Cinco: El espía que sabía demasiado se estructura como una muñeca rusa. Hay que prestar atención: el hilo narrativo básico (la búsqueda, a cargo de Smiley, del infiltrado) convoca diversos desvíos, flashbacks, relatos dentro del relato y vueltas de tuerca. La tensión es el tono dominante de este juego de relojería: el robo de un archivador o la verificación de una fecha en un recibo se convierten en aventuras casi insoportables.
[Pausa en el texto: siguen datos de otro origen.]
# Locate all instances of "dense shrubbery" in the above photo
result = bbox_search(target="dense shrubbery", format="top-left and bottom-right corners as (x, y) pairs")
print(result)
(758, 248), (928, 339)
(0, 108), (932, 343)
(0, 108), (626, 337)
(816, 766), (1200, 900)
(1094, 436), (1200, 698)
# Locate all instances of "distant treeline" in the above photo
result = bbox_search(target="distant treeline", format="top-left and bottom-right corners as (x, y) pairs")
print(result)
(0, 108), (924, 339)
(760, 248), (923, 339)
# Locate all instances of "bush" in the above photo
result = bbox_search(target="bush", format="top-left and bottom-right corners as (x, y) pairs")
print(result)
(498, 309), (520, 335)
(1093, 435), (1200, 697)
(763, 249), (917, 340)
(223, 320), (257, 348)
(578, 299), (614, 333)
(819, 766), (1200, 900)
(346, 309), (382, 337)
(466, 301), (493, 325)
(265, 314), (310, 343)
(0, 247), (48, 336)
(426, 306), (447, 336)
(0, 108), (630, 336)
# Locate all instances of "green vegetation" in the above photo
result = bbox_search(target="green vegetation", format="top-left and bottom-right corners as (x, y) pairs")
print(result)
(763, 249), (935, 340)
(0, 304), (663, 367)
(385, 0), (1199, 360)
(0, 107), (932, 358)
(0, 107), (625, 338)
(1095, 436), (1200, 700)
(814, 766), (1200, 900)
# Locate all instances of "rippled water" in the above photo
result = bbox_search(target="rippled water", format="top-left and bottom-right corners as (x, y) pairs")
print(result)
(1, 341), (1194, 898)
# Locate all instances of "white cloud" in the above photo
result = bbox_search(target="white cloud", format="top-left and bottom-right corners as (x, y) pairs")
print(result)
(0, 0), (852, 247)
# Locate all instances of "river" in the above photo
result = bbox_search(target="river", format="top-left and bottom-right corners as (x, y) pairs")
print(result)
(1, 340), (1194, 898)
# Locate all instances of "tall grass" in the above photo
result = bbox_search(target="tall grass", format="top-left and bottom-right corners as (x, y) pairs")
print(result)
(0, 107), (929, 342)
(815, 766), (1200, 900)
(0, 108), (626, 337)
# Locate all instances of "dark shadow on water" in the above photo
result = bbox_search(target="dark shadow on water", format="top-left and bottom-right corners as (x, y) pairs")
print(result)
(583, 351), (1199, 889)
Seis: En el centro de esta partida de ajedrez se ubica George Smiley, un lento hombre triste. Luego del fracaso (y suicidio) del jefe de la inteligencia inglesa, Smiley es llamado a identificar al infiltrado desde afuera de la institución. Los posibles “topos” son cuatro colegas y amigos de alto rango. Hombre de pocas palabras, sólo a los veinte minutos de la película escuchamos a Smiley decir su primera oración: “Estoy jubilado”, responde cuando le ofrecen el trabajo. En la estupenda interpretación de Gary Oldman, Smiley resume en sus maneras de moverse y hablar, en la imperturbable melancolía de su rostro arrugado –el campo de una batalla perdida–, el efecto de la película: la construcción de un universo paralelo de hombres que, en el largo camino de la experiencia, han abandonado entusiasmos ingenuos. Hacen lo que hacen, con un fervor cercano al fanatismo, porque no tienen nada más que su oficio, porque han destruido sus vidas por ganar una guerra.
Siete: El director de la película es Tomas Alfredson, sueco de reciente fama mundial por Déjame entrar, una fábula de vampiros adolescentes. Como en esa cinta, en El espía que sabía demasiado Alfredson logra dos cosas: no sólo la creación de una atmósfera que dice mucho (una especialidad del cine sueco), sino un relato que, sin abandonarse a idiosincrasias de autor, encarna formalmente su asunto. Me explico: la estructura de muñeca rusa (historias dentro de historias dentro de historias) no es en esta película un mero lucimiento y adquiere dimensiones éticas. Por un lado, el oficio de los espías es ése: entablar con el enemigo una batalla de historias, de subterfugios, de relatos que son interpretados y sobreinterpretados (una precisión de Smiley ilustra esta dimensión: “parece una clara falsificación destinada a seducirnos” –dice al evaluar un documento ruso repleto de revelaciones–, “pero precisamente por eso quizá sea auténtico”, añade). Pero, por el otro, porque la historia de cada personaje es también eso: una muñeca rusa hecha de capas e historias, de matices y excepciones, de recuerdos y traumas.
Ocho: Cuando, al final de la película, descubrimos la identidad del topo y lo escuchamos explicarse, sus justificaciones tienen la ominosa banalidad que la película ha ido construyendo desde el principio: es decir, también descubrimos que, en este juego gris, cualquiera podría ser ese traidor. Motivos para lo uno o lo otro abundan.
Y medio: Si a usted el género no lo conmueve o atrae (el de espías, quiero decir), esta película ofrece otro atractivo que, por sí solo, amerita la escapada al cine: un reparto de magníficos actores en magníficas actuaciones. Además de Oldman (que fue nominado al Oscar por su interpretación), John Hurt, Colin Firth, Mark Strong, etc.
“El espía que sabía demasiado se estructura como una muñeca rusa. Hay que prestar atención: el hilo narrativo básico convoca diversos desvíos, flashbacks, relatos dentro del relato y vueltas de tuerca. La tensión es el tono dominante de este juego de relojería”.